The 5 factors that rank a privately-owned company’s propensity to be approached were reported to be:
Sales Growth – companies with positive sales growth in the three years prior to approach reflect as desirable targets. Target companies demonstrated a sales growth rate 2.4% higher than non-target companies.
Profitability – EBITDA to Sales ratios measured 1.2% higher in target as opposed to non-target companies.
Leverage – In the Intralinks/Cass report this factor was deemed to be the #1 predictor of whether a company would become a target. Interestingly corporate acquirers (trade buyers) favoured low debt/EBITDA ratios. Private Equity acquirers, on the other hand, sought a demonstrable ability to support debt and targeted companies that had leverage as high as 3 times that of the non-target companies.
Size – This was deemed the second most important predictor of whether a company might become the target of an acquisition – private company targets were 40% larger than their non-targets peers.

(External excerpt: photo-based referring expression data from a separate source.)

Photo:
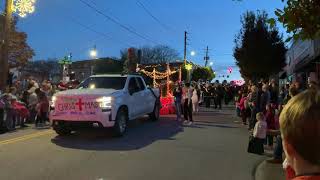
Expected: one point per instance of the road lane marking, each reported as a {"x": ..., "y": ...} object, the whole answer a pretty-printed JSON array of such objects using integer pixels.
[{"x": 26, "y": 137}]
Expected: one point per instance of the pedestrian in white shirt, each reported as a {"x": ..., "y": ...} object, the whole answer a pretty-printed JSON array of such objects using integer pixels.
[
  {"x": 187, "y": 104},
  {"x": 260, "y": 133},
  {"x": 195, "y": 100}
]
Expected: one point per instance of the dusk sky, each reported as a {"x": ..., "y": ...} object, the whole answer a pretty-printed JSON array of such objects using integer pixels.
[{"x": 59, "y": 27}]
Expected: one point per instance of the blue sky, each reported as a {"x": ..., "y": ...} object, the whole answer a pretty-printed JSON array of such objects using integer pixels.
[{"x": 54, "y": 30}]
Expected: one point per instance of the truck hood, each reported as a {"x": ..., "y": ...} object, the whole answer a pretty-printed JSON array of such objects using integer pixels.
[{"x": 90, "y": 92}]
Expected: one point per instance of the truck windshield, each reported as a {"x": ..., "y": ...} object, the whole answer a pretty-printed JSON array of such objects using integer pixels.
[{"x": 116, "y": 83}]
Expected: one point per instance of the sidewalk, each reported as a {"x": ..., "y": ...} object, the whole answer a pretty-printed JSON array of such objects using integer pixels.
[{"x": 267, "y": 171}]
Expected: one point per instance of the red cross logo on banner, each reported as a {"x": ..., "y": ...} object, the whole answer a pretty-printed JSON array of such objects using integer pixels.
[{"x": 80, "y": 104}]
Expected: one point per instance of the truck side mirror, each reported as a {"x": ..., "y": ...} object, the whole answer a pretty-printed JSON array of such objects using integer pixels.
[{"x": 131, "y": 90}]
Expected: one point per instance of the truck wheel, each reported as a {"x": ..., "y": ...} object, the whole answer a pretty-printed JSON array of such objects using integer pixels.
[
  {"x": 120, "y": 125},
  {"x": 62, "y": 131},
  {"x": 154, "y": 116}
]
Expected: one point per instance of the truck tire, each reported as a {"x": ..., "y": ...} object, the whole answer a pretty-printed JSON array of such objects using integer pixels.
[
  {"x": 62, "y": 131},
  {"x": 155, "y": 115},
  {"x": 120, "y": 126}
]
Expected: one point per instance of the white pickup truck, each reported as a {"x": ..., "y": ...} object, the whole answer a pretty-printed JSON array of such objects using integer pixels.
[{"x": 104, "y": 101}]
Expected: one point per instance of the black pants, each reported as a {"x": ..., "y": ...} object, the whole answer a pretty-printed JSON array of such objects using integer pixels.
[
  {"x": 253, "y": 119},
  {"x": 217, "y": 102},
  {"x": 187, "y": 110},
  {"x": 207, "y": 101},
  {"x": 270, "y": 140},
  {"x": 42, "y": 118}
]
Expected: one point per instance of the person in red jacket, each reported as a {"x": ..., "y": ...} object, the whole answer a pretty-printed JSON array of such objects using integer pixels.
[
  {"x": 269, "y": 114},
  {"x": 300, "y": 129}
]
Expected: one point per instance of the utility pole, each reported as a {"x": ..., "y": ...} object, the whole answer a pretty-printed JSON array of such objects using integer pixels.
[
  {"x": 185, "y": 47},
  {"x": 4, "y": 64},
  {"x": 206, "y": 58}
]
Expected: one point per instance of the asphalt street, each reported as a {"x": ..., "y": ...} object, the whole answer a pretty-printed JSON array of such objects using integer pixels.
[{"x": 213, "y": 148}]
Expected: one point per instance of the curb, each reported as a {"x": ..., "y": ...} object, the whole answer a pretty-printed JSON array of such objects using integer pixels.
[
  {"x": 266, "y": 171},
  {"x": 256, "y": 167}
]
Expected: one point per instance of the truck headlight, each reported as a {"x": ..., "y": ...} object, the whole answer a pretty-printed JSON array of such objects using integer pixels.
[{"x": 105, "y": 102}]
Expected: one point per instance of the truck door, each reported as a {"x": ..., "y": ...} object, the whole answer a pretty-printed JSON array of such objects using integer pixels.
[
  {"x": 144, "y": 98},
  {"x": 133, "y": 98}
]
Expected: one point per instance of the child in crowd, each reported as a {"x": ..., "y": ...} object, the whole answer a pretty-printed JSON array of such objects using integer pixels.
[
  {"x": 300, "y": 129},
  {"x": 259, "y": 133}
]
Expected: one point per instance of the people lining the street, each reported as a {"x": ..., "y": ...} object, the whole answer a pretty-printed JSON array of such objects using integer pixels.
[
  {"x": 177, "y": 94},
  {"x": 195, "y": 98},
  {"x": 187, "y": 104},
  {"x": 19, "y": 103},
  {"x": 259, "y": 135}
]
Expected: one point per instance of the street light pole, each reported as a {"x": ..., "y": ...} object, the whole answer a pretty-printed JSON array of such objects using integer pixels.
[{"x": 4, "y": 64}]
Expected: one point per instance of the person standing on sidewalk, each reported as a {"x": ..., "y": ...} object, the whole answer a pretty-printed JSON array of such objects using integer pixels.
[
  {"x": 187, "y": 104},
  {"x": 195, "y": 99},
  {"x": 300, "y": 129},
  {"x": 42, "y": 109},
  {"x": 253, "y": 102},
  {"x": 177, "y": 93}
]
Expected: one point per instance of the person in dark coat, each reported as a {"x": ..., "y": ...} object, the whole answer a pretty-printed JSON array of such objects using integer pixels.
[{"x": 264, "y": 98}]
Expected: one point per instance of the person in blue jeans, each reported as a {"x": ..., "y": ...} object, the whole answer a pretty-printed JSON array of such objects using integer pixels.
[{"x": 177, "y": 93}]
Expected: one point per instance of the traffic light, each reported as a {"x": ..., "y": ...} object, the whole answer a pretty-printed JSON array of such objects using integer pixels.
[{"x": 131, "y": 53}]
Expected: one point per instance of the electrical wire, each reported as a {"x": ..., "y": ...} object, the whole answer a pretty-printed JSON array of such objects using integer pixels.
[
  {"x": 151, "y": 15},
  {"x": 117, "y": 22}
]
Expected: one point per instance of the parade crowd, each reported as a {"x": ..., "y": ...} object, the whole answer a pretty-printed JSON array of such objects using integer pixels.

Liquidity – Liquidity of target companies, as measured by their ratio of current assets/current liabilities, is 4% lower than that of non-targets. Companies in the bottom two deciles for liquidity are on average 35% more likely to become acquisition targets in any given year than companies overall.
M&A forms an integral part of corporate company growth strategies and is the purpose for the very existence of Private Equity – The Intralinks/Crass study, therefore provides valuable insights for owners of private companies seeking to groom their business for an eventual exit.